Most visitors come to Orlando for the parks. What they miss is one of the strongest collections of championship and public golf in the Southeast. Arnold Palmer made his home here. Jack Nicklaus put his name on layouts in the region. Greg Norman shaped two tracks within the same complex. For a golfer putting together a long weekend, the only real challenge is narrowing the list down.
At a glance:
Arnold Palmer’s Bay Hill is the starting point for any serious Orlando golf itinerary. Palmer bought the property in the mid-1970s and spent decades shaping it into one of the most demanding layouts in the country. Bay Hill has 27 holes, and its championship course hosts the PGA Tour’s Arnold Palmer Invitational each spring. The combination of water, elevation changes, and narrow corridors rewards precise shot-making over power.
Bay Hill operates as a private club with a lodge, meaning the cleanest path to a tee time runs through a stay-and-play package. If you fly in, the club sits roughly 20 minutes southwest of the terminal at MCO, just off Interstate 4 near the Dr. Phillips corridor.
The Omni Orlando Resort at ChampionsGate gives you two Greg Norman layouts that play nothing like each other.
The International plays like a links track: wide fairways, firm turf, and winds that punish a lazy swing. The National reverts to a traditional American parkland layout, with tree-lined holes and tighter approach angles. Playing both in a single trip covers a meaningful variety, and no driving is required. ChampionsGate sits in Davenport, about 30 minutes from most Orlando hotels.
Grand Cypress spent decades as one of Orlando’s most celebrated golf destinations, and Evermore revived the property with two fully refreshed tracks.
The Cypress rewards shot-makers. Water hazards appear throughout, and the island green modeled after TPC Sawgrass brings genuine risk-reward pressure to the closing stretch. The Links takes the opposite approach: wide open fairways with a nod to St. Andrews, where bump-and-run becomes a real strategy.

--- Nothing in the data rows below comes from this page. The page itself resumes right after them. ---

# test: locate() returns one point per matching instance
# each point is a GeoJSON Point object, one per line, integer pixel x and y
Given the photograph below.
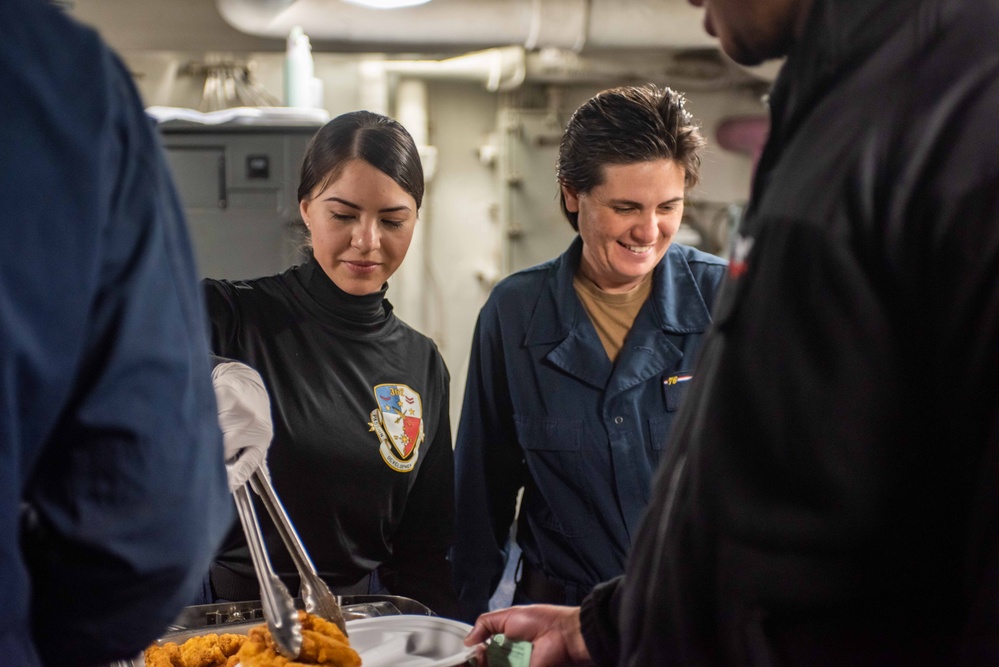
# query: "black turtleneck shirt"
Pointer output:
{"type": "Point", "coordinates": [362, 456]}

The Waldorf Astoria Golf Club occupies the Bonnet Creek corridor and winds through cypress and pine forest, giving it a character distinct from most resort layouts in the area. Rees Jones drew the routing, and the conditioning runs at a consistently high standard. Caddie service is available, which matters on a track where reading the terrain takes a full session to absorb.
This one fits naturally into a Walt Disney World trip, since Bonnet Creek borders Disney property. Playing here on a morning when the parks feel crowded gives you a genuinely different way to spend the day.
Magnolia is the longest of the Walt Disney World resort tracks and the most demanding test of the group. A recent update brought the layout into modern conditions while keeping the classic tour character intact. Magnolia hosted PGA Tour qualifying stages for years, and the back nine earns that reputation.
Families with mixed skill levels find the operation accommodating. The flow tends to run smoother here than at venues where every group approaches an afternoon out like a competitive event.
Eagle Creek is located a few minutes from Orlando International Airport, making it the most logical stop for a golfer with a late afternoon flight or a free morning on departure day. The European-influenced design runs more than 60 bunkers through massive, undulating greens that take a full round to start reading properly.
For groups moving through MCO, this venue solves the problem of a free window on departure day, no long drive necessary. The proximity alone justifies keeping it on the itinerary.
Renovated in 2016, Winter Park 9 remains one of Orlando’s best short public golf options. Nine holes, walkable, affordable, and set in one of the most appealing neighborhoods in the city. An afternoon tee time here pairs naturally with dinner on Park Avenue afterward.
For out-of-town golfers who want a lower-stakes outing in between the bigger tracks, this fills that slot well. Getting into Winter Park from most resort corridors takes under 20 minutes.
Dubsdread opened in 1924 and has operated continuously since, making it the oldest public layout in Central Florida by a significant margin. The routing runs short by modern standards, but tight fairways, mature trees, and sloped greens create a shot-shaping test that catches first-timers off guard.
The on-site Tap Room restaurant adds a reason to linger after the final hole. Dubsdread is not a bucket-list destination, but it belongs on a well-rounded itinerary as a counterweight to the bigger championship properties.
A solid four-day Orlando golf trip looks something like this: Bay Hill as the anchor, ChampionsGate for the multi-track block, Evermore for a day when you want two contrasting experiences at one location, and Dubsdread or Winter Park 9 for the relaxed morning on the way out.